Speriamo solo che questa piccola “tragedia sportiva” faccia finalmente avviare un rinnovamento vero del nostro calcio: sono dieci anni che si continua a parlare di “puntare sui vivai, sui giovani e sui giocatori italiani” ma è evidente che questi appelli elettorali sono rimasti lettera morta: la nostra coppia d’attacco titolare – Eder e Pellè – non è oggettivamente all’altezza né dei fasti del passato, né della concorrenza internazionale: in due hanno totalizzato 207 presenze in Serie A con la miseria di 50 reti e appena 18 presenze in competizioni internazionali per club. Ripetiamo: sono le statistiche di DUE giocatori (di Pellè abbiamo volutamente escluso i dati in terra straniera, che farebbero solo emergere le differenze fra il suo rendimento in Italia e quello all’estero, quindi la differenza fra difese e modi di giocare, non la sua eventuale bravura). E loro sono il meglio che abbiamo al momento, e non sono nemmeno più dei ragazzini (Eder ha 30 anni, Pellè 31).
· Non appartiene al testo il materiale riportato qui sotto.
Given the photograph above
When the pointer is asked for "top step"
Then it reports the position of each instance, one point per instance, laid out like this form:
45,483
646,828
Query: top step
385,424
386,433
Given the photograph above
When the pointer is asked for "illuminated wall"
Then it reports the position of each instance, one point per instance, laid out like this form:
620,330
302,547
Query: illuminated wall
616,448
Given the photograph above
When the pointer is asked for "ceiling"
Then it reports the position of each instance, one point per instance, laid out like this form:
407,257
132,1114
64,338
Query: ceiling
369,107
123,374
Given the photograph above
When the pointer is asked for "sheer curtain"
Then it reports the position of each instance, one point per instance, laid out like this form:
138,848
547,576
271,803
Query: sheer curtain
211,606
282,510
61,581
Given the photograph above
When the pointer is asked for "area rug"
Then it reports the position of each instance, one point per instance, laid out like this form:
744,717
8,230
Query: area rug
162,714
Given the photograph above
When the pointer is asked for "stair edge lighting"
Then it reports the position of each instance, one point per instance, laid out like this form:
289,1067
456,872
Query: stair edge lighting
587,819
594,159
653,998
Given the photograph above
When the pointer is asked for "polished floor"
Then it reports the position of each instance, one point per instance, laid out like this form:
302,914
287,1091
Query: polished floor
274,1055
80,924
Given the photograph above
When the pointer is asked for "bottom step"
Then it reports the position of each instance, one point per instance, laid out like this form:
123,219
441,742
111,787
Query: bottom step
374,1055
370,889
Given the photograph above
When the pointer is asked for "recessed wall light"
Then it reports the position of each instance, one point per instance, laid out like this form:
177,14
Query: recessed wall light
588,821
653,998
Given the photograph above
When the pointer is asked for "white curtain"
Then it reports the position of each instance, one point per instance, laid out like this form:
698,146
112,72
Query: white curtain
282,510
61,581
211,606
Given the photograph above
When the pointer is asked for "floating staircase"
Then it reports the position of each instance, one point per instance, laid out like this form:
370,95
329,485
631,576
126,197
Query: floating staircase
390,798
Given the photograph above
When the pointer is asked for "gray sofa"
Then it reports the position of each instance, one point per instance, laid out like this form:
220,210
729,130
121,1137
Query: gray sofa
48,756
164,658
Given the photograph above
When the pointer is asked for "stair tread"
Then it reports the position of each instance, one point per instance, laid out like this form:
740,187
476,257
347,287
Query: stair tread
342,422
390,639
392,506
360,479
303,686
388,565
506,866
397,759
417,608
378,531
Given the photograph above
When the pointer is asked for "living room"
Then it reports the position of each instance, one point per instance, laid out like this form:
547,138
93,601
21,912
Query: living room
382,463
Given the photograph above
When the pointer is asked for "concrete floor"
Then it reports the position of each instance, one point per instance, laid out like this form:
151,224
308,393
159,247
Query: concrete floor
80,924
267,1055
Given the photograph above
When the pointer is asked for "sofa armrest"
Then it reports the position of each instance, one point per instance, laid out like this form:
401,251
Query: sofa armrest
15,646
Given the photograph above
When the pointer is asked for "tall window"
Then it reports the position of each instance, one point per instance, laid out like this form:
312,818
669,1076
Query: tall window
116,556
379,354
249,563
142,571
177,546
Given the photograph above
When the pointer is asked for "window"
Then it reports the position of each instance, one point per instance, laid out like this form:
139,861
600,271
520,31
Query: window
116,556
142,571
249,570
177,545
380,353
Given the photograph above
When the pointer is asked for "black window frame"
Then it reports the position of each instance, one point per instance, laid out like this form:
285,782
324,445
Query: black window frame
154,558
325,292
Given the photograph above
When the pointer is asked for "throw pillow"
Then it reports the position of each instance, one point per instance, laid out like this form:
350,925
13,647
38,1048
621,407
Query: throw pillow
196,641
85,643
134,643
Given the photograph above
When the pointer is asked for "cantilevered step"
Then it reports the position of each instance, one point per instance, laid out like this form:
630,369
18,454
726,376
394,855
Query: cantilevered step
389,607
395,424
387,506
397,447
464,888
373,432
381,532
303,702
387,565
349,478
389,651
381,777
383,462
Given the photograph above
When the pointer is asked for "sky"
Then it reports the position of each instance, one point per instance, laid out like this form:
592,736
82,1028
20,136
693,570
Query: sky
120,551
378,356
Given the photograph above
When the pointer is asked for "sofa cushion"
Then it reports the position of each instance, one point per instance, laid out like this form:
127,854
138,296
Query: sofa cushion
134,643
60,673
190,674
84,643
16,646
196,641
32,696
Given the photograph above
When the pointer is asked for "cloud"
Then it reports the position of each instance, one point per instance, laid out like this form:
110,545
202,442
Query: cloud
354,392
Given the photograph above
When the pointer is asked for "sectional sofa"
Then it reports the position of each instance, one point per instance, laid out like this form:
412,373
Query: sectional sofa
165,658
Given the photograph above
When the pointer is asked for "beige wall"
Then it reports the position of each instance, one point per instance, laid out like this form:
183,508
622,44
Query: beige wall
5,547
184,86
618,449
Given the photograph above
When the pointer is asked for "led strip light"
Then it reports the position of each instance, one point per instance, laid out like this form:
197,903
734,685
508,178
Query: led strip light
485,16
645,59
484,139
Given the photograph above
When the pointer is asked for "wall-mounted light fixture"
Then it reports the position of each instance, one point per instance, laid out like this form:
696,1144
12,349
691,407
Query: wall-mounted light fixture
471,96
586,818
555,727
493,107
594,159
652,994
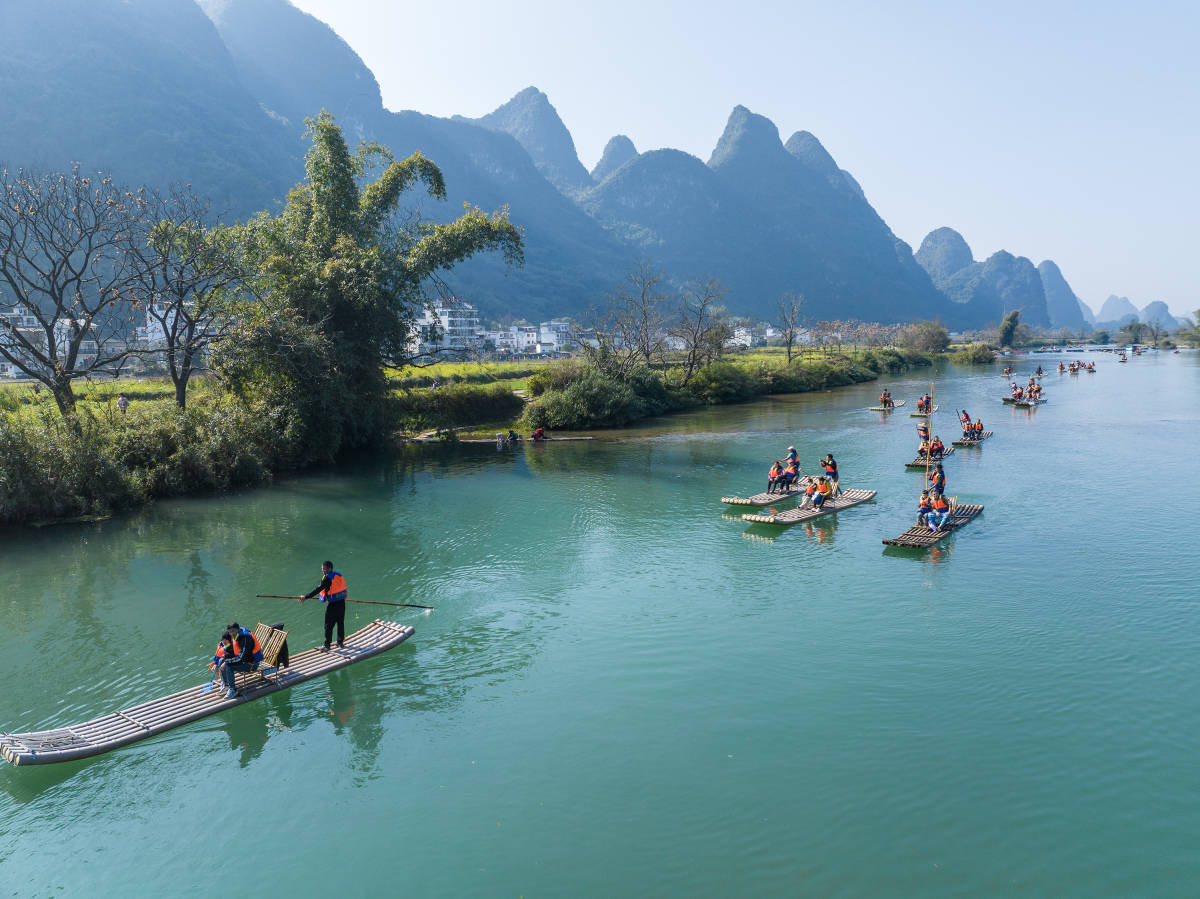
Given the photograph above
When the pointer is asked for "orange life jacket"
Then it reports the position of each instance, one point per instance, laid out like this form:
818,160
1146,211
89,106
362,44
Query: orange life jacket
336,588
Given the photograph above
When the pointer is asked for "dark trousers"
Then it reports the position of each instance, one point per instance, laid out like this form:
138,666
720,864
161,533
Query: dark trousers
335,613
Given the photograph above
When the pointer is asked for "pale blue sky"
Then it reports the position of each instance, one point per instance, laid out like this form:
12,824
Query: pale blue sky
1051,130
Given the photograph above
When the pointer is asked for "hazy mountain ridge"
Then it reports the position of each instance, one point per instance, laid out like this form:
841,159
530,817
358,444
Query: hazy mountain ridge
217,99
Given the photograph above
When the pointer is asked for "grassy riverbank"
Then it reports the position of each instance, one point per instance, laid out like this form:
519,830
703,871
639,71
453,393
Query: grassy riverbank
101,460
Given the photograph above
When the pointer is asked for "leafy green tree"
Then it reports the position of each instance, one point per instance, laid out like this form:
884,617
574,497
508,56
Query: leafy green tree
1006,334
343,267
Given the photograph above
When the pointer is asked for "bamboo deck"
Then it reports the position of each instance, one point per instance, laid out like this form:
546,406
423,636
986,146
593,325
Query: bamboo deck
768,498
919,461
919,537
131,725
793,516
972,442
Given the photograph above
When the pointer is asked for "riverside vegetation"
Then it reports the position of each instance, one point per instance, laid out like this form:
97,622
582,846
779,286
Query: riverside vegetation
318,300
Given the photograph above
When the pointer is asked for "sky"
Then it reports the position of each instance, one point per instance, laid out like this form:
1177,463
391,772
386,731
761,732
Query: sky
1054,130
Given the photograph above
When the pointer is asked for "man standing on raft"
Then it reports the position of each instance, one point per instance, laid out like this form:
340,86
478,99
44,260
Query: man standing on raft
333,593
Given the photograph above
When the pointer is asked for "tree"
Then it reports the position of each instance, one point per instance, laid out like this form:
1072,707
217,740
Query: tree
1007,331
790,318
925,336
342,262
633,329
1132,333
67,292
701,328
1189,331
189,270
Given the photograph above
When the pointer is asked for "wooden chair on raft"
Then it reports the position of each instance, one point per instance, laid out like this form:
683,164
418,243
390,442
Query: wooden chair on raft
274,642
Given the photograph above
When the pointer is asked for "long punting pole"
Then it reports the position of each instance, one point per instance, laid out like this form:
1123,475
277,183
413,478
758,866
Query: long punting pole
360,601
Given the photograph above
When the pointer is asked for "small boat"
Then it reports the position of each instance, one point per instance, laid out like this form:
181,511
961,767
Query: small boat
130,725
919,461
973,441
768,498
919,537
845,501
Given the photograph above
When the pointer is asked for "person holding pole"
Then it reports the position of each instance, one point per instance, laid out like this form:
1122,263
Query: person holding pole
333,593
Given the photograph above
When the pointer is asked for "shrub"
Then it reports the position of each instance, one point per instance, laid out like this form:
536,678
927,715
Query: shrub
454,406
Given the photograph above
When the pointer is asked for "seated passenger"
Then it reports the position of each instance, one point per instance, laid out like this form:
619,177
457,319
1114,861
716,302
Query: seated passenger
924,509
941,513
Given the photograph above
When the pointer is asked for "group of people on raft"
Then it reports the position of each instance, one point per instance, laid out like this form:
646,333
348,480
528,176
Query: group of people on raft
786,473
1030,393
1077,367
970,431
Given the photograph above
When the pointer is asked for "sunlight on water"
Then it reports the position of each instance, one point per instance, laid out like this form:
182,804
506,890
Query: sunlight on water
627,689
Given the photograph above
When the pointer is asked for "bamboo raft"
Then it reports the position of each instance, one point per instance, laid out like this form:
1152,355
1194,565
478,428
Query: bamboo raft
793,516
492,439
919,537
919,461
768,498
131,725
973,441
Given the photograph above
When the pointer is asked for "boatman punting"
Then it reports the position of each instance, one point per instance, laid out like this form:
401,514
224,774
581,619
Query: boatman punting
831,468
333,593
936,479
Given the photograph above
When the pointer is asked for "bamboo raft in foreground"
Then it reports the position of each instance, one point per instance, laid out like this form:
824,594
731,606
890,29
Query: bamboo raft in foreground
919,537
919,461
131,725
768,498
792,516
973,441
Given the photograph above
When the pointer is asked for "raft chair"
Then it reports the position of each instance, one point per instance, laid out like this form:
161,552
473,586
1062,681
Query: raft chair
274,641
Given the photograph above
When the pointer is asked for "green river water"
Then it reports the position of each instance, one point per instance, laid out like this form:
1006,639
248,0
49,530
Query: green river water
625,690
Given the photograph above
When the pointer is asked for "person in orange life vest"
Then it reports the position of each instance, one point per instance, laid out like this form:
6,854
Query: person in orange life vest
924,508
243,654
773,475
940,514
937,479
821,493
831,467
333,593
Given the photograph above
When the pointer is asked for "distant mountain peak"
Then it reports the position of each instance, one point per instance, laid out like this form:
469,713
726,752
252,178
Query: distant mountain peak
532,119
617,153
942,253
748,137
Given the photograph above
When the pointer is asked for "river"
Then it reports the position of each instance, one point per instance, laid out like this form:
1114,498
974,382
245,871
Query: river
625,690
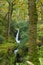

Dove vogliamo arrivare? A questo: è evidente la necessità di far crescere giovani. Se sono di buone prospettive, devono giocare e anche poter sbagliare, e non ripudiarli al primo errore mandandoli prima in panca e poi nella lista cedibili. Abbiamo tanto più bisogno di un atteggiamento del genere se, come dicevamo prima, dovesse ritornare in auge la figura del vero e proprio selezionatore.
Questa storica prima sconfitta con la Germania, la prima da 46 anni, deve quindi essere il nostro punto di partenza. Paradossalmente, rischiamo di specchiarci e vederci belli nella nostra sconfitta, solo perché non siamo stati travolti come il Brasile. Nel cuore di chi ha visto questa squadra resteranno le prestazioni, ma non deve essere una scusante per cullarsi su presunte qualità. Lo abbiamo già fatto quattro anni fa – allora arrivammo in finale di un Europeo dopo una serie di buone prestazioni e, tra l’altro, una vittoria in semifinale con la Germania, solo per illuderci che due anni dopo avremmo fatto un buon Mondiale e invece perdemmo con il Costa Rica – cerchiamo di non ripetere l’errore.